At the June 12 hearing, committee members initially rejected Carman’s revised budget before later reversing themselves and approving the spending plan.

“I think that the revenues don’t equal expenses, and when you do that you’re going to run out of fund balance,” said commissioner Bubba Gregory after the initial vote to reject the amended budget.

“We need to at least shoot for a balanced budget,” added commissioner Wayne Brown.

The biggest change in the revised budget involved limiting planned raises for county employees to an average of 3 percent, which Carman estimated saved around $64,000 across the board.

After the budget was initially rejected, the committee instead approved the idea of paying a 3 percent bonus to employees in two segments – December 2017 and March 2018 – instead of as a reoccurring raise. Employees must be full time and have at least six months on the job in order to receive the bonuses.

“I just feel like that much raise, two years in a row, is not healthy,” Ford said during the June 12 discussion.

In addition to changing raises to bonuses, commissioners gave their approval to establishing a minimum wage of $10 per hour for full-time county employees.
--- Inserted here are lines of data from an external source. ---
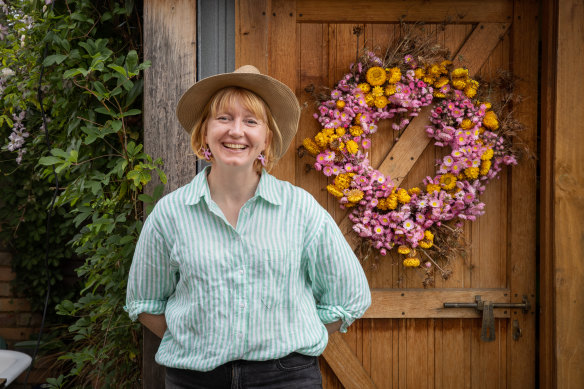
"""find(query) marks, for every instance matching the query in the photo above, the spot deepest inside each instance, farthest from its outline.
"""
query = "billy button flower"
(334, 191)
(448, 181)
(393, 75)
(310, 146)
(352, 146)
(404, 250)
(364, 87)
(411, 262)
(381, 102)
(472, 172)
(376, 76)
(403, 196)
(356, 130)
(490, 120)
(354, 195)
(485, 167)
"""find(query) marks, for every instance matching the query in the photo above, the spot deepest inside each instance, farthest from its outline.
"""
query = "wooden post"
(562, 197)
(170, 43)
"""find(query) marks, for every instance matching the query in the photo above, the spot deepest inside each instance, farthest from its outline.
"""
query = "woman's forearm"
(155, 323)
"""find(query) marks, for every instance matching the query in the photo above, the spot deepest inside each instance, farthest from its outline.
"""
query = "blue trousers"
(293, 371)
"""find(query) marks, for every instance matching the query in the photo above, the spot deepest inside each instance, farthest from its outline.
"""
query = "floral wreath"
(383, 214)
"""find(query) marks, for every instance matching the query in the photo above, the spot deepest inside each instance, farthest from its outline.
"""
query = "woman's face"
(236, 136)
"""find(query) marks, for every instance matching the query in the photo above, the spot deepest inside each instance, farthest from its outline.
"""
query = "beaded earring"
(206, 153)
(262, 159)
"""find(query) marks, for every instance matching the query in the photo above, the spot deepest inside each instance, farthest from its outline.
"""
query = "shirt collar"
(199, 188)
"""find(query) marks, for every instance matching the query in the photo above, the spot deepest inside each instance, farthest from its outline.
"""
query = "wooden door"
(407, 339)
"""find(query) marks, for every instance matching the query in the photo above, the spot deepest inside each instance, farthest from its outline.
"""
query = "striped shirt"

Few are currently under that threshold, as the move is expected to cost the county $8,600 and the school system $6,500.

Other changes included the elimination of an additional compactor at the Convenience Center, reducing a planned increase in funding for the Ambulance Service, reducing insurance costs for EMS employees who have other jobs and coverage, reducing a request by the schools for money for non-certified raises and adding $40,000 in anticipated franchise fees.

“It’s probably better for 2018-19, so that saved us 2 cents (on the property tax rate) in Solid Waste,” Carman said with regards to the compactor.

Another boost came from the property assessor’s office, which determined that a penny on the property tax rate would bring in $18,716 – a $126 increase from preliminary estimates. That increase added just over $36,000 to projected tax collections.

A new tanker for the Fire Department remained in the budget as a capital outlay note, but could be converted to being paid for outright.

While the mayor’s revised budget has a deficit, it was noted that the current year’s revenue is expected to be around $900,000 more than was originally budgeted.

“There should be more monies to circulate throughout the year, thanks to conservative estimates on the revenue side,” Beeler said. “We’re poised to be stronger than the budget that’s put together.”

“We believe it’s going to be a stronger year than last year,” Carman agreed. “We’re not compromising the fund balance.”

The County Commission is expected to vote on the budget at a first reading at its regular June 26 meeting, then again on second and third readings at a called meeting on June 27.